Die staatliche Ausbildungsförderung wird zum kommenden Schul- oder Studienjahr angehoben. Das hat der Bundestag beschlossen. Opposition und Studierendenvertreter fordern weitergehende Reformen.
Bafög-Empfänger sollen schon bald mehr Geld vom Staat bekommen. Die Bedarfssätze steigen zum kommenden Schul- beziehungsweise Studienjahr um fünf Prozent und der Wohnkostenzuschlag wird von 360 auf 380 Euro erhöht. Zudem werden die Elternfreibeträge um 5,25 Prozent angehoben, damit mehr junge Menschen die staatliche Ausbildungsförderung bekommen können. Die Gesamthöhe des gezahlten Bafög hängt von der individuellen Situation ab, der Höchstsatz steigt auf 992 Euro. Eine entsprechende Gesetzesänderung beschloss am Donnerstag der Bundestag. Der Darlehensanteil am Bafög, der später zurückgezahlt werden muss, bleibt demnach bei 10.010 Euro gedeckelt.
Opposition und Studierendenvertreter kritisierten die Anpassungen als zu gering und forderten eine grundlegende Reform. Koalitionspolitiker verteidigten hingegen die dritte Anpassung in dieser Wahlperiode. Es habe mehr Reformen und Erhöhungen gegeben als in den vergangenen Jahrzehnten.
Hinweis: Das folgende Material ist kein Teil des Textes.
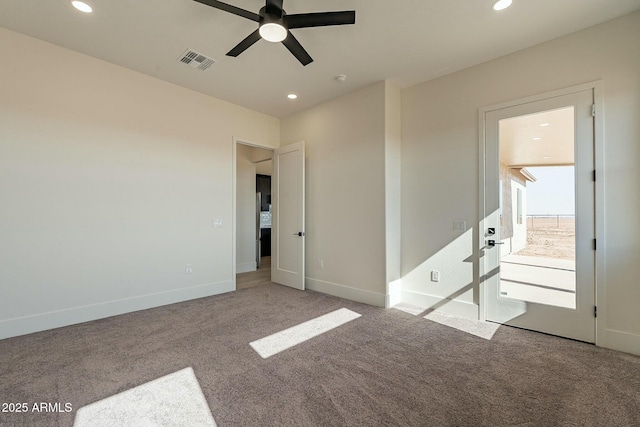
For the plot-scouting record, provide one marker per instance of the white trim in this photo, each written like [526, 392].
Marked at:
[600, 279]
[346, 292]
[246, 267]
[70, 316]
[394, 293]
[622, 341]
[601, 264]
[453, 307]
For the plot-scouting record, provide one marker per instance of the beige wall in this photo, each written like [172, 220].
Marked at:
[110, 181]
[345, 193]
[440, 162]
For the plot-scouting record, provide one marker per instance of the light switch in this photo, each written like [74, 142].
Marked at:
[459, 225]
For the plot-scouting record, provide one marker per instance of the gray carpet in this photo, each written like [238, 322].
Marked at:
[386, 368]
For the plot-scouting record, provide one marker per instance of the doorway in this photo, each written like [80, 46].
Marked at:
[254, 168]
[286, 216]
[538, 252]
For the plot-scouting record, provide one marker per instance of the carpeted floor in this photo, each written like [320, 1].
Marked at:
[385, 368]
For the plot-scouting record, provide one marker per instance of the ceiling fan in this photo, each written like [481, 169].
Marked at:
[274, 25]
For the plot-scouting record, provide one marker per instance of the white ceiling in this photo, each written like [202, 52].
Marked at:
[405, 41]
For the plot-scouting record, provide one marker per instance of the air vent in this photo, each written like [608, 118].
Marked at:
[196, 60]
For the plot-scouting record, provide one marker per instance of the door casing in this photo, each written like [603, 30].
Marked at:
[600, 283]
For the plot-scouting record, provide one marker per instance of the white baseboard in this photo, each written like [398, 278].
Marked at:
[442, 305]
[55, 319]
[346, 292]
[394, 293]
[622, 341]
[245, 267]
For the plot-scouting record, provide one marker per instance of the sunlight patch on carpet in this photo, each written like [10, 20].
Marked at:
[480, 329]
[280, 341]
[175, 400]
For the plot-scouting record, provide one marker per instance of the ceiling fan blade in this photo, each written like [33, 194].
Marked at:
[245, 44]
[296, 49]
[305, 20]
[231, 9]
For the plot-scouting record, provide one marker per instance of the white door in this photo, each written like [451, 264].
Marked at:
[287, 240]
[518, 302]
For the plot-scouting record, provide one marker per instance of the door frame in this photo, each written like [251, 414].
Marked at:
[234, 185]
[600, 281]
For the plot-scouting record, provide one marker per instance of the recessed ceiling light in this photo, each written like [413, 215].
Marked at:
[502, 4]
[82, 6]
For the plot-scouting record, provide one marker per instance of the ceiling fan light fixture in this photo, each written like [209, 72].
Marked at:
[82, 6]
[502, 4]
[273, 32]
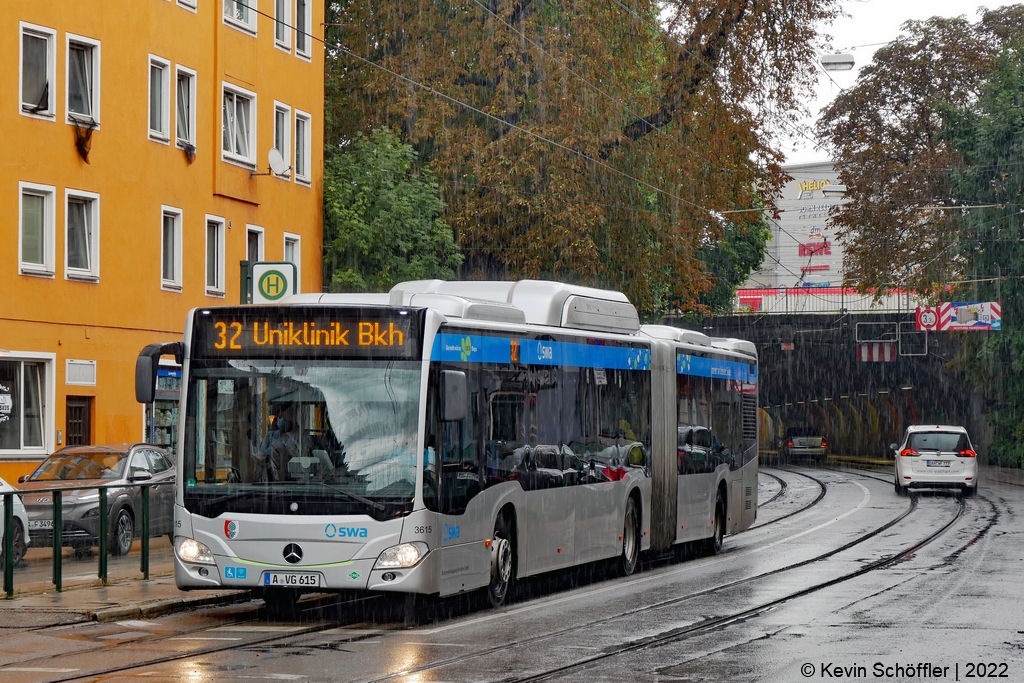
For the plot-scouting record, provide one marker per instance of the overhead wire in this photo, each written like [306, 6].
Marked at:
[430, 89]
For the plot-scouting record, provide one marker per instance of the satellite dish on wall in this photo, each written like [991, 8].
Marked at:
[278, 164]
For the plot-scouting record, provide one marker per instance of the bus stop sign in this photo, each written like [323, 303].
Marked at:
[272, 281]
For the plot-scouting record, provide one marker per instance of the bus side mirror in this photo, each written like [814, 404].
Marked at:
[455, 395]
[146, 365]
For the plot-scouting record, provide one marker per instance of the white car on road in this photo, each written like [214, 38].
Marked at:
[934, 457]
[20, 524]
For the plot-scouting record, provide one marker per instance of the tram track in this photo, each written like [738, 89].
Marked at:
[705, 626]
[676, 635]
[782, 486]
[298, 632]
[821, 494]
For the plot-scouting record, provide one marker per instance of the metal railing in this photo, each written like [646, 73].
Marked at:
[102, 534]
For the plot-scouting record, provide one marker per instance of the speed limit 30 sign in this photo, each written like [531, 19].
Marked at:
[928, 319]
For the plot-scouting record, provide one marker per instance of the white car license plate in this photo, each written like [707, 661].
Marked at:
[291, 579]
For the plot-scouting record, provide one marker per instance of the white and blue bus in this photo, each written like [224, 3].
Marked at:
[450, 436]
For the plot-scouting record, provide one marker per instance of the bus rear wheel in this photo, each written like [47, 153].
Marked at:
[502, 563]
[713, 546]
[631, 539]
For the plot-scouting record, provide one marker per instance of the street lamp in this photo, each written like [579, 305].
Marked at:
[837, 61]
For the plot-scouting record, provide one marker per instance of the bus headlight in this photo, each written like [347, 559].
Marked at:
[193, 551]
[402, 556]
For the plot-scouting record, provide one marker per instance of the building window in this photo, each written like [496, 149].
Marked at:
[82, 236]
[83, 80]
[239, 127]
[170, 249]
[241, 14]
[23, 403]
[37, 236]
[282, 24]
[302, 20]
[293, 254]
[37, 71]
[214, 256]
[254, 244]
[159, 99]
[282, 130]
[184, 119]
[301, 147]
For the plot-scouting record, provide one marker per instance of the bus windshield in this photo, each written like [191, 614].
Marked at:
[301, 436]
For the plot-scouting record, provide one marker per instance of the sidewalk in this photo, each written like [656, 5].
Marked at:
[123, 599]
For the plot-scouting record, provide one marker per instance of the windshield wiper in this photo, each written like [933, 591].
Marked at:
[366, 501]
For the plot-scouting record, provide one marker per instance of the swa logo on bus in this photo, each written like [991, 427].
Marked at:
[333, 531]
Die nun verabschiedete Bafög-Novelle sieht unter anderem auch eine neue Studienstarthilfe von 1.000 Euro für junge Menschen aus ärmeren Familien vor. Zudem ist für Studierende ein sogenanntes Flexibilitätssemester über die Förderungshöchstdauer hinaus vorgesehen. Ferner wird die Frist für einen Wechsel der Fachrichtung verlängert.
Studierendenwerk fordert mehr Digitalisierung
Aus Sicht des Deutschen Studierendenwerks (DSW) bleibt die Novelle „insgesamt hinter den Erwartungen zurück an eine echte Stärkung und Strukturreform des Bafög“. Es bleibe nun einer neuen Bundesregierung überlassen, die im Koalitionsvertrag der aktuellen Koalition von SPD, Grünen und FDP versprochene echte Bafög-Reform anzugehen, sagte DSW-Chef Matthias Anbuhl. Die nun beschlossenen Erhöhungen der staatlichen Förderung blieben hinter den Orientierungswerten für Elternunterhalt nach der Düsseldorfer Tabelle zurück. 380 Euro monatliche Wohnkostenpauschale reichten in kaum einer deutschen Hochschulstadt aus.
Anbuhl kritisierte - wie auch Unionspolitikerinnen im Bundestag - eine fehlende vollständige Digitalisierung des Bafög-Verfahrens. Die Bafög-Ämter müssten online eingereichte Anträge weiterhin „mühselig ausdrucken, abstempeln und zu einer Papier-Akte abheften“. Die Bundesländer müssten, „am besten in Zusammenarbeit mit dem Bund, die vollständige Digitalisierung des Bafög endlich zügig und flächendeckend vorantreiben“, so der Vorstandsvorsitzende des Deutschen Studierendenwerks. Unionsabgeordnete bemängelten darüber hinaus eine viel zu lange Bearbeitungszeit von Bafög-Anträgen.
Studierende: Novelle hilft nicht gegen Armut
Auch ein freier Zusammenschluss von Studierendenschaften kritisierte, die Koalition sei trotz mehrerer Anläufe mit ihrem Reformvorhaben in dieser Wahlperiode gescheitert. Die nun beschlossene geringe Erhöhung der Bedarfssätze und Wohnkostenpauschale sei unzureichend und blieben „hinter den realen Bedarfen weit zurück“. Auch die Einführung einer Studienstarthilfe sei unzureichend, da von ihr lediglich drei Prozent aller Studierenden profitieren würden. „Das Bafög in seiner nun beschlossenen Form ist kein ausreichend hilfreiches Instrument im Kampf gegen die zunehmende studentische Armut“, bilanzierte die Referentin des Zusammenschlusses, Rahel Schüssler.
Auf die Erhöhung der Bedarfssätze, Wohnkostenpauschale und der Elternfreibeträge hatte die Koalition sich nach viel Kritik erst in der vergangenen Woche geeinigt. Bundesbildungsministerin Bettina Stark-Watzinger (FDP) hatte in ihrem im März vom Kabinett auf den Weg gebrachten Entwurf zunächst eine Nullrunde vorgesehen. Zudem sollte der zurückzuzahlende Darlehensanteil am Bafög erhöht werden.